Dear Annie: My husband and I have been married 15 years, and we have two beautiful daughters, ages 7 and 10. "Luther" works hard as a fireman and is a good husband and father, except for one small problem -- he goes out with his buddies to a bar every single weekend, until all hours of the morning. I've asked him to compromise and go out only once in a while, but he won't budge. He feels he is owed "guy time."
We never go out together like we used to, and I never get "girl time" because he is always out. Our children also are suffering from not having their daddy around more. I'm certain he's not cheating, but I do feel that his buddies, all of whom are single, are coming between us.
What should I do? I am thinking of leaving because it makes me angry that he cares so little about my feelings. Please help. Brokenhearted, Lonesome Wife
Dear Lonesome: Firefighting is a stressful occupation, and Luther apparently believes going to bars with his friends is a good way to decompress. However, he should not discount his family's needs. It's OK for him to have a guy's night out once a week, but if you no longer spend any time together, he is using the bars to avoid his family.
It would help if Luther could relax with his wife and kids. How about a trip to an amusement park or the beach? Maybe he'd like to go bowling, play miniature golf or take everyone to the movies. If he isn't willing to find time for his family, you need to see a marriage counselor, together or by yourself, and work it out.
Dear Annie: I am 17 years old and am having a problem with my mother. Throughout school, I always have received average grades. My teachers tell me that I don't apply myself, which, at times, is true.
For the past three years, my mother has been referring to me as "stupid." I know I am not, but whenever I confront her about it, she says I am overly sensitive. I scored a 34 on my ACT, yet now she refers to me as a "congenital idiot." And whenever we speak about something, if I forget a fact or two, she says, "Your memory is shot!"

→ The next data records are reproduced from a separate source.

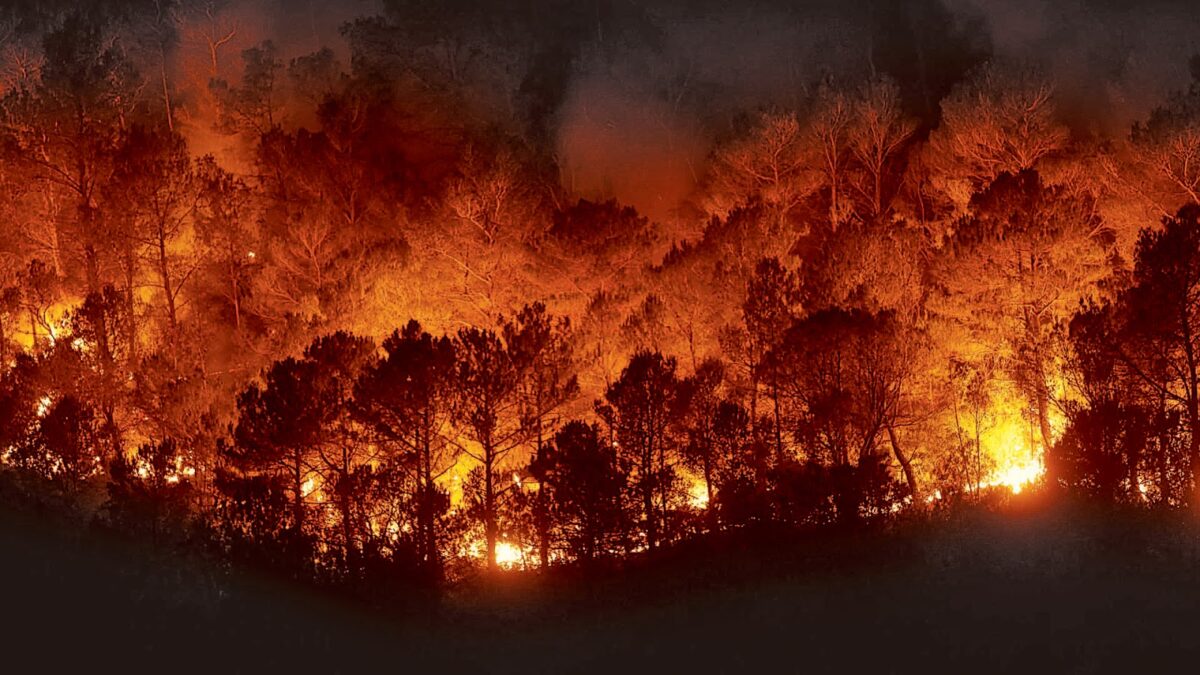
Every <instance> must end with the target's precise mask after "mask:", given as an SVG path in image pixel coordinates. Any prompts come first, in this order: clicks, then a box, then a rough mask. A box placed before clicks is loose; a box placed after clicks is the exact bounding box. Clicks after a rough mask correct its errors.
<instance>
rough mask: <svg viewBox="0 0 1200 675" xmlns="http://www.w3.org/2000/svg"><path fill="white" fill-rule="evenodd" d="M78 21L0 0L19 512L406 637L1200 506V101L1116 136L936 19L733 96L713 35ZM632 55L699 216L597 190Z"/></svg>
mask: <svg viewBox="0 0 1200 675" xmlns="http://www.w3.org/2000/svg"><path fill="white" fill-rule="evenodd" d="M68 5H71V4H65V2H52V1H46V2H28V4H26V2H20V4H16V5H12V6H6V7H0V90H2V97H0V500H2V502H4V507H5V509H6V513H10V514H22V515H24V516H31V518H36V519H41V520H37V521H42V520H44V521H48V522H54V524H56V525H55V527H56V528H59V530H61V531H62V532H67V533H70V532H79V533H80V534H79V537H91V536H92V534H95V533H96V532H103V533H104V534H106V537H107V536H113V537H115V539H116V540H120V542H124V543H122V544H121V545H126V544H130V543H132V545H136V546H139V548H142V549H144V551H145V554H144V555H145V556H146V560H152V561H155V563H154V565H160V563H161V565H160V566H158V567H155V569H156V571H157V572H156V573H155V574H161V575H162V578H161V579H160V578H158V577H154V579H158V580H160V581H161V583H162V585H163V587H164V589H173V587H175V586H185V585H188V584H192V585H194V586H196V587H203V589H205V590H204V591H198V593H199V595H200V596H203V597H204V598H208V599H205V601H204V602H209V599H211V598H212V597H220V596H221V592H223V591H220V590H218V589H221V587H222V585H223V584H233V581H229V580H230V579H240V577H238V575H239V574H258V575H263V577H265V578H270V579H276V580H280V579H282V580H287V583H289V584H299V585H304V586H308V587H316V589H320V590H323V591H330V592H334V593H336V595H340V596H341V595H348V596H350V597H353V598H355V602H358V603H360V604H361V603H366V604H371V605H373V607H377V608H380V607H398V605H406V607H407V605H408V604H409V603H413V604H419V603H426V602H428V603H433V602H436V599H437V598H445V597H456V593H463V592H468V591H470V590H472V589H475V585H478V584H482V583H484V581H481V580H491V581H496V580H497V579H508V580H509V583H511V584H514V585H518V584H522V583H527V580H528V579H529V578H533V577H538V578H540V579H545V580H546V581H545V583H546V584H547V585H548V586H547V587H553V589H559V590H560V589H562V587H568V589H580V587H584V586H586V585H587V584H590V583H598V584H601V583H602V584H616V583H614V581H613V578H614V575H619V574H620V573H622V571H632V573H634V578H635V579H638V580H640V579H654V574H658V573H659V571H660V569H661V568H658V567H654V565H659V563H661V565H662V566H664V567H665V568H667V569H679V568H688V566H689V565H691V563H692V561H696V566H697V572H696V574H697V575H703V571H706V569H714V568H718V567H720V566H721V565H728V566H730V567H731V568H732V567H736V566H733V565H732V563H728V561H727V560H726V558H725V557H722V556H726V555H732V554H731V552H730V551H737V550H738V549H739V548H740V546H746V550H748V551H751V552H752V554H754V555H760V554H762V556H763V557H764V560H776V558H772V556H770V554H764V552H763V551H764V550H768V551H769V550H776V552H778V555H779V556H781V558H780V560H786V561H791V562H794V561H796V558H794V557H792V556H793V554H794V555H800V554H796V551H797V550H802V549H803V550H805V551H809V552H805V554H803V556H802V557H804V556H810V555H815V554H811V549H820V548H821V546H822V545H824V544H823V543H824V542H833V543H830V544H829V545H838V546H841V545H844V544H845V542H847V540H850V542H852V543H853V545H856V546H858V545H862V546H866V548H870V546H880V548H881V549H886V550H887V551H893V549H890V548H889V546H896V550H902V551H904V555H905V556H907V555H910V554H912V551H913V550H916V549H920V546H923V545H924V544H922V543H920V542H923V540H924V539H923V538H924V537H926V536H928V537H930V540H935V539H936V538H937V537H938V536H941V534H938V532H940V530H937V528H930V530H929V531H925V530H922V528H924V527H928V521H929V520H935V521H937V520H938V519H950V520H953V519H955V518H958V515H956V514H960V513H970V512H972V509H976V508H979V504H984V506H985V507H988V508H992V507H995V508H1003V506H1004V504H1009V503H1010V502H1013V501H1014V500H1015V497H1014V495H1019V496H1020V497H1021V498H1025V497H1027V496H1028V495H1030V492H1033V494H1034V495H1036V497H1037V498H1042V500H1057V501H1060V502H1072V503H1075V502H1086V503H1088V504H1091V506H1090V507H1088V508H1092V507H1097V504H1098V506H1099V508H1102V509H1114V510H1112V512H1109V510H1102V513H1115V512H1120V513H1122V515H1120V516H1114V518H1116V519H1117V520H1118V521H1121V522H1124V520H1121V519H1130V518H1132V519H1136V518H1141V516H1144V515H1146V514H1148V513H1152V512H1159V513H1162V514H1166V515H1160V518H1163V519H1165V520H1170V519H1174V518H1176V516H1177V515H1178V514H1180V513H1186V509H1188V508H1189V507H1190V508H1196V507H1198V506H1200V498H1198V494H1200V476H1198V473H1200V202H1198V192H1200V187H1198V186H1200V79H1193V80H1192V82H1184V83H1182V84H1181V86H1180V88H1178V90H1177V91H1176V92H1175V94H1172V95H1171V96H1169V97H1168V98H1165V100H1163V101H1156V102H1154V103H1153V104H1151V106H1147V112H1146V114H1145V115H1142V118H1140V120H1139V121H1136V123H1134V124H1133V125H1132V127H1130V126H1128V125H1127V127H1126V129H1122V130H1121V132H1120V133H1115V135H1111V133H1102V132H1097V131H1094V130H1092V129H1090V127H1087V125H1085V124H1081V123H1080V120H1079V119H1078V118H1075V117H1073V112H1072V109H1068V107H1067V106H1066V104H1064V103H1062V102H1061V100H1060V96H1058V83H1057V82H1056V80H1055V78H1054V77H1051V74H1050V73H1049V72H1046V70H1045V68H1039V67H1037V66H1036V65H1030V64H1024V62H1014V61H1012V60H1008V59H1004V58H1001V55H998V54H994V53H992V48H991V44H990V43H989V38H988V34H986V31H985V30H983V29H982V28H980V26H979V25H977V24H973V23H971V22H965V20H960V19H959V18H955V17H954V16H953V14H952V13H950V12H949V11H948V10H946V8H944V7H943V6H942V5H941V4H938V2H935V1H932V0H930V1H920V2H910V4H902V5H905V7H906V8H904V10H898V8H894V7H893V4H888V2H881V4H876V5H878V7H875V10H876V12H875V13H872V19H871V20H874V22H882V23H884V24H887V25H889V26H893V28H894V26H898V25H899V26H908V28H907V29H906V30H907V32H905V31H904V30H900V29H896V30H895V31H892V30H889V31H881V30H878V26H876V25H874V24H870V25H869V26H868V28H866V29H864V30H865V32H864V34H863V36H860V37H862V38H863V40H864V46H865V48H864V49H863V54H868V55H869V56H868V58H866V60H865V61H863V62H858V61H856V62H854V64H851V65H846V66H845V67H844V68H840V70H836V71H829V70H826V71H823V72H820V73H811V76H809V74H804V76H800V74H797V76H796V80H794V82H793V84H794V86H793V89H791V90H790V91H787V92H786V96H784V95H780V96H779V97H776V98H769V100H768V98H763V100H752V101H748V103H746V104H745V106H734V104H728V103H722V104H721V106H708V107H706V106H702V104H701V103H700V101H703V100H706V98H710V97H713V96H715V94H714V92H719V91H721V86H722V84H721V83H720V82H719V80H718V79H716V78H715V76H714V77H712V78H710V79H709V80H706V79H704V78H703V76H697V77H696V78H691V77H690V74H689V73H691V72H692V71H691V70H689V67H690V66H686V65H680V64H678V62H674V61H671V59H670V58H668V56H670V55H671V54H673V52H671V49H672V47H671V44H672V42H671V26H672V22H685V20H692V22H697V23H702V20H704V18H706V17H708V16H709V14H710V13H714V12H718V10H716V8H714V7H691V8H685V7H683V6H676V5H674V4H671V2H662V4H661V6H660V7H656V8H644V7H637V6H635V4H626V2H619V1H613V2H607V1H605V2H596V4H569V2H562V4H559V2H551V4H550V5H553V7H552V10H553V11H546V12H544V13H542V12H538V13H534V12H532V11H529V12H527V11H526V10H518V8H508V7H500V6H494V7H491V6H487V5H480V4H474V2H462V4H458V2H452V4H440V2H438V4H427V2H408V1H404V0H385V1H384V2H383V4H382V6H383V13H382V14H379V16H374V17H359V18H355V19H353V20H348V22H343V23H342V25H341V30H340V37H337V41H336V48H328V47H323V48H318V49H316V50H312V52H308V53H299V54H296V53H293V50H292V49H290V48H289V47H288V46H287V44H282V43H275V42H272V41H271V40H266V36H262V35H254V29H253V22H251V20H248V19H247V18H246V16H245V14H244V13H241V10H239V7H238V4H236V2H228V4H227V2H221V1H200V0H196V1H192V0H163V1H154V2H150V1H145V2H143V1H136V0H125V1H118V0H110V1H107V2H91V4H88V6H86V7H85V8H77V7H73V6H68ZM584 5H586V6H584ZM827 10H828V11H830V12H832V11H833V10H829V8H827ZM792 12H796V13H787V14H785V16H786V17H790V18H791V19H794V20H799V19H798V17H800V16H802V12H800V10H792ZM847 30H848V29H847ZM314 31H316V29H314ZM898 31H899V32H904V35H899V32H898ZM935 34H936V35H937V36H938V37H937V38H936V40H935V38H934V35H935ZM856 35H857V34H856ZM817 42H818V43H821V42H820V41H817ZM822 44H823V43H822ZM814 48H816V47H814ZM628 53H636V54H640V55H641V56H638V58H640V59H641V58H642V56H644V58H646V61H644V62H648V64H654V65H655V67H661V68H666V70H670V71H671V72H667V73H665V74H664V73H662V72H659V71H653V77H654V78H656V79H654V80H653V82H650V83H649V84H653V86H649V85H648V86H649V88H648V89H647V91H650V94H647V92H646V91H638V92H637V96H638V97H640V98H637V100H638V101H642V103H643V106H644V109H641V110H640V112H638V113H637V114H638V115H643V117H644V118H646V119H650V120H655V123H656V124H658V123H661V124H660V126H659V127H655V129H659V130H660V131H661V135H662V136H665V137H670V138H668V144H671V148H673V151H674V150H677V151H678V154H677V155H670V156H668V157H667V159H662V157H658V156H654V155H653V154H648V155H638V153H640V151H642V150H644V148H640V147H636V145H635V144H634V143H631V144H630V148H629V150H628V151H629V153H630V156H631V157H632V160H631V165H630V166H632V165H637V166H643V165H644V166H648V167H649V168H650V171H653V172H659V173H661V174H662V175H667V174H670V175H676V174H678V173H679V172H678V171H677V169H678V166H677V165H679V166H683V165H686V166H688V167H689V169H688V172H685V173H688V174H689V178H688V179H686V180H685V181H684V183H685V189H683V190H677V191H676V192H677V195H674V197H677V198H674V197H672V198H668V197H670V195H668V197H664V196H662V193H667V192H670V190H668V189H667V187H662V189H661V190H659V192H655V193H654V195H647V193H646V192H638V191H636V190H632V189H630V187H629V185H628V183H629V181H628V180H626V179H625V177H622V175H618V174H617V173H619V172H617V173H614V174H613V175H610V177H607V179H611V180H610V181H608V183H604V181H602V180H594V177H592V178H588V177H589V175H592V174H589V173H588V172H587V167H583V168H581V167H580V166H577V161H578V156H580V155H578V153H580V150H578V148H581V147H586V148H588V150H587V151H588V153H594V151H598V150H596V147H605V145H606V144H608V143H610V141H611V138H612V137H608V136H604V133H606V132H602V131H595V130H592V131H588V127H587V126H586V125H584V126H582V127H581V126H580V124H582V123H580V124H576V123H578V120H574V118H571V115H570V114H569V110H571V109H574V108H572V106H577V104H578V101H577V98H578V96H582V94H580V91H581V90H584V89H586V88H583V86H582V85H578V89H576V88H575V85H572V84H571V83H572V82H574V80H572V78H574V77H575V76H576V74H577V73H578V72H583V71H587V72H589V73H592V76H594V74H595V72H596V68H600V70H604V68H605V67H611V68H612V72H608V73H607V76H611V77H614V78H616V77H618V76H620V73H622V72H623V71H622V70H620V68H622V67H625V66H628V62H625V61H624V60H623V59H625V56H624V55H625V54H628ZM618 56H620V58H618ZM860 58H862V56H860V55H859V56H856V59H860ZM1180 60H1181V62H1186V61H1187V54H1180ZM638 62H642V61H638ZM1196 62H1198V61H1196V59H1193V60H1192V65H1193V68H1192V70H1193V76H1194V77H1195V78H1200V68H1198V67H1195V65H1196ZM620 64H625V66H623V65H620ZM672 68H678V72H676V71H674V70H672ZM702 70H703V68H701V71H702ZM607 76H606V77H607ZM677 76H678V77H677ZM648 77H650V76H648ZM626 95H629V92H628V91H626V92H624V94H620V96H626ZM630 96H631V95H630ZM689 106H694V107H695V110H696V114H695V115H692V117H694V118H695V119H692V120H691V121H690V123H689V125H690V126H688V129H689V130H690V131H689V135H690V136H688V137H686V138H685V137H684V135H683V133H682V132H680V135H679V136H678V137H676V136H673V135H674V133H676V132H677V131H679V129H683V127H682V126H679V124H678V119H679V118H680V117H683V115H684V113H680V110H688V109H689ZM626 112H628V110H626ZM643 113H644V114H643ZM623 114H624V113H623ZM630 114H631V113H630ZM629 119H630V118H629V117H628V115H626V117H622V115H612V117H611V119H608V121H607V123H606V124H608V125H619V124H622V120H626V121H628V120H629ZM638 119H642V118H638ZM572 120H574V121H572ZM643 121H644V120H643ZM631 124H632V123H631ZM589 133H590V135H593V136H589ZM656 133H658V132H656ZM631 138H636V136H634V137H631ZM581 144H582V145H581ZM697 148H700V151H697ZM607 150H608V151H612V149H611V148H608V149H607ZM647 153H648V151H647ZM622 166H623V165H622ZM631 171H632V169H631ZM672 172H674V173H672ZM607 179H606V180H607ZM660 187H661V186H660ZM654 190H658V187H655V189H654ZM664 199H666V202H664ZM1016 501H1019V500H1016ZM1127 512H1129V513H1134V514H1136V515H1129V513H1127ZM1090 513H1092V512H1090ZM1146 518H1150V516H1148V515H1147V516H1146ZM1156 518H1157V516H1156ZM1165 520H1164V521H1165ZM1148 521H1153V522H1158V521H1154V520H1148ZM83 533H86V534H83ZM863 533H871V537H876V536H877V537H878V540H877V542H876V543H874V544H871V543H868V544H864V543H862V542H863V539H859V537H863V536H864V534H863ZM64 536H66V534H64ZM68 538H70V537H68ZM913 542H917V543H913ZM768 544H770V545H774V546H776V549H772V548H770V545H768ZM80 545H83V544H80ZM88 545H91V543H89V544H88ZM805 546H808V548H805ZM856 550H857V549H856ZM871 550H875V549H871ZM922 550H924V549H922ZM780 551H781V552H780ZM692 555H695V557H689V556H692ZM847 555H848V554H847ZM864 555H865V554H864ZM931 555H934V554H931ZM746 556H748V557H752V556H751V554H750V552H748V554H746ZM850 557H852V556H850ZM850 557H848V558H847V560H850ZM901 557H904V556H901ZM935 557H936V555H935ZM804 560H805V561H806V562H804V563H803V565H802V567H803V566H804V565H815V566H817V567H820V566H821V563H820V562H812V560H810V558H809V557H804ZM905 560H910V558H907V557H905ZM714 561H715V562H714ZM722 561H724V562H722ZM776 562H778V560H776ZM842 563H845V561H844V560H840V558H839V561H838V562H836V565H842ZM762 565H763V566H766V567H769V566H770V565H775V563H774V562H763V563H762ZM780 565H782V563H780ZM830 565H833V563H830ZM847 565H848V563H847ZM1122 565H1123V563H1122ZM709 566H715V567H709ZM170 569H179V571H181V572H179V574H178V575H175V577H174V578H173V577H172V573H170V572H169V571H170ZM196 569H200V571H203V572H194V571H196ZM647 569H648V571H647ZM722 569H724V568H722ZM805 569H806V568H805ZM193 572H194V574H193ZM775 572H778V569H775ZM638 575H642V577H638ZM714 575H716V574H715V573H714ZM151 577H152V575H151ZM170 579H174V581H172V580H170ZM636 583H642V581H631V584H636ZM646 584H647V585H649V584H650V583H649V581H646ZM163 592H164V593H166V592H167V591H163ZM563 592H568V591H563ZM570 592H576V591H570ZM568 595H569V593H568ZM572 597H574V596H572ZM214 602H216V601H214ZM202 604H203V603H202ZM217 604H220V603H217ZM422 607H424V605H422Z"/></svg>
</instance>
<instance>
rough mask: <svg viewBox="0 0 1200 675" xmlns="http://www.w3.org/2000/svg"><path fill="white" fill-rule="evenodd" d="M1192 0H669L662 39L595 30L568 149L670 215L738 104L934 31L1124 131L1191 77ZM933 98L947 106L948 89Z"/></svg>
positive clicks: (578, 60)
mask: <svg viewBox="0 0 1200 675" xmlns="http://www.w3.org/2000/svg"><path fill="white" fill-rule="evenodd" d="M1189 5H1190V4H1189V2H1176V1H1172V0H1160V1H1157V2H1150V4H1142V2H1120V1H1086V0H1075V1H1061V2H1060V1H1055V0H1015V1H1012V2H991V1H986V0H944V1H938V0H930V1H922V0H910V1H908V2H905V4H902V5H901V4H890V2H874V4H842V5H840V6H839V5H830V4H826V2H811V4H808V6H805V5H788V6H785V5H784V4H779V7H776V8H772V7H763V6H762V4H760V6H756V7H754V8H752V10H746V8H743V7H740V6H737V7H734V6H728V7H725V8H720V10H715V11H708V12H691V11H688V10H682V8H678V7H674V6H671V5H668V4H666V2H659V4H658V8H656V10H654V11H653V14H654V16H655V17H656V18H658V19H659V22H660V24H661V25H662V28H664V35H662V38H661V41H660V42H659V43H658V44H654V46H650V44H634V46H632V47H631V46H630V44H629V43H628V42H623V43H619V44H617V46H612V47H607V48H605V46H594V50H593V54H592V55H584V56H582V58H580V59H577V61H576V64H575V67H574V78H572V79H571V80H570V85H569V91H568V94H566V96H565V97H564V101H565V103H564V104H563V107H562V108H560V110H559V117H558V121H559V124H558V141H557V150H558V155H559V161H560V163H562V166H563V168H564V179H565V180H566V185H568V186H569V187H572V189H575V190H577V191H580V192H582V193H584V195H589V196H616V197H618V198H620V199H623V201H625V202H629V203H632V204H635V205H636V207H638V208H640V209H642V210H644V211H647V213H648V214H650V215H654V216H656V217H666V216H667V214H670V213H671V211H672V209H673V208H674V207H676V205H677V204H678V203H679V202H680V201H682V199H683V198H685V196H686V195H688V192H689V191H690V190H691V189H692V187H694V185H695V181H696V179H697V178H698V177H697V174H696V171H695V169H696V167H697V166H698V165H700V163H702V161H703V157H704V156H706V155H707V153H708V151H710V149H712V148H713V145H714V143H715V142H716V141H718V139H719V138H720V137H721V136H722V135H725V133H727V132H728V129H730V126H731V125H732V124H733V123H734V121H736V115H737V114H738V113H746V112H754V110H756V109H761V108H769V107H787V108H799V109H803V106H804V103H805V101H806V97H808V96H809V95H810V94H811V91H812V90H814V88H815V86H817V85H818V84H820V83H821V82H824V80H829V79H832V80H834V82H842V83H851V84H852V83H853V82H854V80H857V79H860V78H863V77H865V76H868V74H869V73H871V72H883V73H887V74H898V73H899V74H901V76H902V73H906V72H913V70H914V64H913V62H912V61H913V60H914V59H916V58H917V56H916V55H917V54H928V53H929V52H931V50H934V49H937V48H943V49H944V48H947V44H946V43H944V42H943V43H941V44H937V43H936V42H937V41H943V40H944V41H950V40H959V41H962V42H964V43H965V44H966V43H970V44H966V47H964V50H965V53H968V52H970V49H977V50H978V52H983V53H982V54H979V56H980V58H988V56H989V55H990V56H994V58H1000V59H1004V60H1009V61H1020V62H1025V64H1028V65H1033V66H1036V67H1038V68H1040V70H1042V71H1043V72H1045V73H1046V74H1049V76H1050V77H1052V78H1054V80H1055V82H1056V83H1057V88H1058V104H1060V109H1061V113H1062V114H1063V117H1064V119H1066V121H1068V123H1069V124H1070V125H1072V127H1073V129H1074V130H1075V132H1076V133H1079V135H1087V136H1103V137H1110V138H1120V137H1124V136H1126V135H1128V132H1129V129H1130V126H1132V125H1133V124H1134V123H1135V121H1138V120H1140V119H1144V118H1145V117H1146V115H1147V114H1148V113H1150V110H1151V109H1152V108H1153V107H1154V106H1157V104H1159V103H1160V102H1162V101H1164V98H1165V97H1166V96H1168V95H1169V92H1170V91H1172V90H1178V89H1182V88H1186V86H1187V84H1188V80H1189V73H1188V59H1189V56H1190V55H1192V54H1193V53H1195V52H1196V50H1198V48H1200V46H1198V42H1200V13H1196V12H1195V11H1194V8H1193V7H1190V6H1189ZM941 14H944V16H947V17H948V19H949V22H950V23H949V24H948V25H952V26H954V28H955V29H960V30H961V31H964V32H960V34H959V35H958V36H948V35H947V36H943V35H940V34H941V32H942V30H943V28H942V26H940V25H934V24H931V23H930V19H929V17H938V16H941ZM898 19H899V20H898ZM923 23H924V24H926V25H922V24H923ZM972 31H974V32H978V35H972V34H971V32H972ZM922 40H924V41H926V43H925V44H918V43H917V42H919V41H922ZM898 42H899V44H898ZM905 42H908V43H905ZM989 53H990V54H989ZM955 65H958V66H961V67H960V68H958V72H954V73H953V76H952V80H950V82H948V83H947V84H953V79H954V78H959V79H960V78H961V77H965V76H966V74H967V73H968V72H970V68H971V66H972V65H973V64H971V62H962V64H948V66H950V70H952V71H953V70H954V66H955ZM901 84H902V85H905V86H906V88H908V89H910V90H917V89H919V88H920V83H916V82H902V83H901ZM930 106H931V107H932V108H934V115H932V117H934V118H935V119H936V95H934V96H932V100H931V101H930ZM914 112H916V113H920V112H922V110H914ZM929 121H932V120H929Z"/></svg>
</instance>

I don't want to yell at her because she has multiple sclerosis (which affects the brain). She takes over nine pills a day. It's getting to me, however, and I am starting to feel hopeless and insecure. I am totally frustrated. I love her dearly, and I pray every day for her love and acceptance. What is the problem with our relationship? Her Son
Dear Son: Anyone who scores a 34 on his ACT is obviously not a "congenital idiot." That's a terrific score. Congratulations.
You know that your mother's ability to respond to you appropriately is hampered by her medical condition. In fact, her unkind comments may be directed more at herself than at you. If possible, talk to your father about ways to handle the situation. You also can discuss it with your school counselor and family members who will be more understanding and may intervene on your behalf.
Dear Annie: The U.S. Department of State gave you wrong information on John Marshall. My husband is a direct descendant, and in 1776, John Marshall was a 22-year-old soldier in the Virginia military, too young to be one of the 56 signers of the Declaration of Independence. The Department of State was right, however, that the Liberty Bell cracked during the tolling of his funeral. Whitney K. Hardy
Dear Whitney Hardy: Thank you for correcting us, and the U.S. Department of State. Several readers pointed out that John Marshall, chief justice of the Supreme Court, was not a signer of the Declaration of Independence. Our thanks to all the history buffs who wrote.